Da
sempre viviamo nel fragile interspazio tra due
trincee opposte: la scienza e le lettere. In un
valzer sfiancante in cui scientifico è sinonimo
di "intelligente" e umanismo è sinonimo di
"cultura", finalmente ci sono degli audaci
tentativi di rottura della trincea, la scienza
straborda nell'arte e l'arte si colora di
scienza e finalmente non ci sono vincitori né
vinti. Uno di questi tentativi si chiama Bruno
Galluccio, matematico di formazione e poeta di
vocazione.
C'è spazio, vita, lacrima, pensiero, etica nelle
poesie di Galluccio. In un gioco
numerico-simbolico che punta sullo straniamento
del lettore umanista e sul sorriso compiaciuto
del lettore scientifico. 88 sono le poesie
raccolte in "Verticali" (Einaudi, 2009), una
delle maggiori raccolte dell'autore. 88 che
ricorda il simbolo dell'infinito: perfetto
compromesso tra scientificità e umanismo, tra
ratio e sentimento. Quell'idea d'infinito che è
il punto di partenza e di (non) arrivo sia degli
scienziati che dei letterati. Quell'infinito che
mette d'accordo Newton e Leopardi, passando per
il ruvido contrasto tra Leibniz e Fichte, e così
via.
In
un mondo che è costretto a "dire addio all'eden
degli interi" e che si rifugia nelle
"innumerevoli curve sghembe" del nostro tempo.
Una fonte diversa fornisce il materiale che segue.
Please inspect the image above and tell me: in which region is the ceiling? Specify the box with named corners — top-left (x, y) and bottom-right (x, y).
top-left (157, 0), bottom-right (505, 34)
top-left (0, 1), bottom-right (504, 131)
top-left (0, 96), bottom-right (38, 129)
Una poesia che si presenta come mediazione tra
una studiata "architettura" della parola e
un'irrazionale incoscienza del poeta nei
confronti della strofa, del verso, della parola.
Se non fossimo nel 2011 potremmo definire questo
tipo di poesia un'avanguardia. La punteggiatura
appare e scompare, come in un viaggio teso a
renderla inutile agli occhi del lettore. Lo
spazio torna ad essere la "forma a priori" che
Kant aveva individuato come "forma del senso
esterno", una geometria imperfetta e
barcollante, come barcollante è questo mondo, in
cui il relativismo è diventato parolaccia e
parola d'ordine.
"Da dove cominciare da dove /tentare di dividere
il sé dal mondo" ci chiede il fisico-poeta.
Forse proprio dalla poesia, da quella poesia che
pur venendo dalle viscere istintive non è altro
che la proiezione della ratio più ragionata
possibile: la matematica in versi. Forse perché
ragioniamo solo con l'istinto, e quando invece
crediamo di usare il cervello non facciamo altro
che ordinare gli istinti e le intuizioni,
nell'attesa (e nella speranza) di tornare
nell'orgia dell'istinto. E non è un caso se il
poeta-scienziato per eccellenza, Lucrezio,
scrisse la sua grande opera (il De Rerum Natura)
"per intervalla insianiae" (durante le pause
della sua pazzia). In quegli intervalli egli
ordinava ciò che la sua "insania" produceva,
plasmava ciò che aveva creato. Basti pensare che
il momento creativo per eccellenza dell'essere
umano, la pro-creazione, avviene nella totale
incoscienza dei corpi e delle anime, nell'ebbro
di un orgasmo ragionato e architettato nei
nostri radi intervalli di follia.
Ed
è stato proprio Bruno Galluccio a dirlo: "quando
scrivo non so sempre cosa scrivo, ecco perché
amo le letture degli altri". Lo diceva Schelling,
nella sua teoria dell'arte, quando sottolineava
che l'artista è un mezzo tra assoluto e finito,
ed egli stesso non è del tutto cosciente di ciò
che crea. Lo stesso Dio ebraico, creò prima il
mondo e solo in un secondo momento "vide che era
cosa buona".
Se
il numero entra nell'inconscio, in questo che
sembra un ossimoro mal posto, allora vuol dire
che conscio e inconscio si ribaltano e non
sappiamo più cosa sia la res e cosa l'illusione.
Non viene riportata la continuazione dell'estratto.